See that!? One box left! Now, I know this list seems relatively short. You’re thinking “Jewel, whats the big deal? It’s a 3 step process.” Truth is that this checklist expands, to include what was needed for the emotional healing and journey. What doctors and nurses don’t tell you, is that healing from cancer can range anywhere from a 1 step process to a 352 step process. My checklist reads something more like this:

[x] Grieve.

[x] Make sister touch your lumpy boob.

[x] Purchase pink stuff.

[x] Phone call with oncology finance office.

[x] Phone call with insurance company.

[x] Throw phone against wall.

[x] Wait. Patiently?

[x] Chemo appointment.

[x] Get Neulasta shot the next day.

[x] Hate everything.

[x] Love everyone.

[x] Pray & cry lots.

[x] Repeat steps 1-12 a total of 8 times.

[x] Celebrate the end of chemo .

[x] Get felt up by all doctors in Dallas.

[x] Make appointment for surgery.

[x] Get labs drawn for surgery.

[x] Contact insurance company 2,347 times for approval on MRI needed for surgery.

[x] Cancel surgery due to hurricane affecting insurance company.

[x] Make second appointment for surgery.

[x] Check into hospital.

[x] Let nurse attempt to find a vein 9 times for an IV.

[x] Access port instead.

[x] Cancel surgery because hospital forgot to do a needed procedure for surgery.

[x] Go home and cry. Eat lots of food.

[x] Make 3rd appointment for surgery.

[x] Surgery.

[x] Lay on couch for days while touching boob.
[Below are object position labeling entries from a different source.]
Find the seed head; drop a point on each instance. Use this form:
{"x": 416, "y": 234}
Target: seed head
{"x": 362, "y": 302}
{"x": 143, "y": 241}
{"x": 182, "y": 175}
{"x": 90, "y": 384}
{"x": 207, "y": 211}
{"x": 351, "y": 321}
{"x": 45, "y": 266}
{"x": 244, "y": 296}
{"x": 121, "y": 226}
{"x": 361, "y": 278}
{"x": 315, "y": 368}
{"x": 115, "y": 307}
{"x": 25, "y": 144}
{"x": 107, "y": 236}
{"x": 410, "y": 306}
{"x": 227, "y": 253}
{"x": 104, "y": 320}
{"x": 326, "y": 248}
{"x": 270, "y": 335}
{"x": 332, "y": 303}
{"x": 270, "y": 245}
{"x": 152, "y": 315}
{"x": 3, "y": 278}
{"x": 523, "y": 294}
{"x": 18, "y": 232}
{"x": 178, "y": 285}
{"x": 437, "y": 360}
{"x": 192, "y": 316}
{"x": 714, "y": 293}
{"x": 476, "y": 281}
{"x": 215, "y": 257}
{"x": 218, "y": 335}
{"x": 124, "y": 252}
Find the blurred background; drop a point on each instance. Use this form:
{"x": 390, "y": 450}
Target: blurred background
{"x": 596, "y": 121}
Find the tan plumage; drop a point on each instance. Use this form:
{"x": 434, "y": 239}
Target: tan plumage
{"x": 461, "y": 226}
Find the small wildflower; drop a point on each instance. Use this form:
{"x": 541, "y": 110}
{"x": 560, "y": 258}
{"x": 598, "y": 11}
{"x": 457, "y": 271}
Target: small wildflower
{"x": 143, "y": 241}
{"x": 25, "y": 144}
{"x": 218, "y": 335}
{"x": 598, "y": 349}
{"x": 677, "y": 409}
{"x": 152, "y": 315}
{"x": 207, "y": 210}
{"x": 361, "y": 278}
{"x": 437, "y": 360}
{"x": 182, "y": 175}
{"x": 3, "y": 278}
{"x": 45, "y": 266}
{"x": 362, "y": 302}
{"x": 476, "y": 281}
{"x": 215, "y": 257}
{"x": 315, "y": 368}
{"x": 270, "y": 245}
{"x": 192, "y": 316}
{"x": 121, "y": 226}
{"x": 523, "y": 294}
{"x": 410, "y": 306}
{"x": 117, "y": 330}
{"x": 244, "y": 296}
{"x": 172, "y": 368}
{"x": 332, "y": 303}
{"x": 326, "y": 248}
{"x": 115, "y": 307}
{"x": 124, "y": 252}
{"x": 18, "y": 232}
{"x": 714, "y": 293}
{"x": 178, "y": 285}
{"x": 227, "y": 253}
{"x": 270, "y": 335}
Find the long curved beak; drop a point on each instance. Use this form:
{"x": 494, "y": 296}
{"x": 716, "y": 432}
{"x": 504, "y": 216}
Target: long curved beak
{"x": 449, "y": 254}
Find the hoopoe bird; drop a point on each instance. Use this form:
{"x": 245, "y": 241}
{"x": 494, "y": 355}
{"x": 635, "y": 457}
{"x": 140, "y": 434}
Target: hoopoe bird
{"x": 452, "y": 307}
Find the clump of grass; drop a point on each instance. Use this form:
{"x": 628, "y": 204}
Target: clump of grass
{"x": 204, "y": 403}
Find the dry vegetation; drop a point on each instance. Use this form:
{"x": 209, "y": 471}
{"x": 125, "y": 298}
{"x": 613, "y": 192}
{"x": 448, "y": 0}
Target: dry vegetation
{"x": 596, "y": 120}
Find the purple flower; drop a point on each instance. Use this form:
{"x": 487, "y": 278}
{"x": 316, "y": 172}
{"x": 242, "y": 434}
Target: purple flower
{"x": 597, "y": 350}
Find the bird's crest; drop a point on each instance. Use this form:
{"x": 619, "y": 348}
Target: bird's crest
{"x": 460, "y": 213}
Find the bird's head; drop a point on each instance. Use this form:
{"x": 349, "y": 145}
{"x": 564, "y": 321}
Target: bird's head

[x] Schedule appointment for 2nd surgery due to cancer appearing in lymph nodes.

[x] Panic.

[x] Pray.

[x] Surgery #2.

[x] Send text messages to friends while sedated. Laugh about it.

[x] Lay on couch while touching armpit.

[x] Heal while watching Blackish.

[x] Oncology appointment.

[x] Heal.

[x] Radiation appointment.

[x] Get freckle sized radiation tattoos.

[x] Show sister tattoos with pride.

[x] Get radiation.

[ ] …

And it was all necessary.

One of the most frustraiting things about this process is that I don’t know what to expect, nobody can prepare me for whats to come and the checklist is forever evolving and shifting. I didn’t know that I had to go through so much for the process to be complete within me; the expanded checklist was necessary to build my character, strengthen my worship and heal my soul. This is reflective of life for all of us on earth, whether sick or not. We don’t know what is going to happen tomorrow, our expectations rarely become reality and our life projections of growth and prosperity become overshaddowed with life’s cancer.

Life is a cancer.

We suffer uncontrollable abnormal growths of life’s complications and sorrows and at times it can feel cancerous. And in these cancerous stages of life, when we want nothing more than to feel better, for the pain to go away, sometimes we mistakingly convince ourselves that if we adhear to a set of tasks, that all pain will go away. We treat our healing journey like a perscribed checklist, believing that if we go through the motions, all will be fine. We try to shortcut the healing. Dont. Go through the expanded checklist. Work through every mundane, annoying and painful detail with God. Check each of them off, proudly, knowing that you are growing in the process. Embrace the crazy.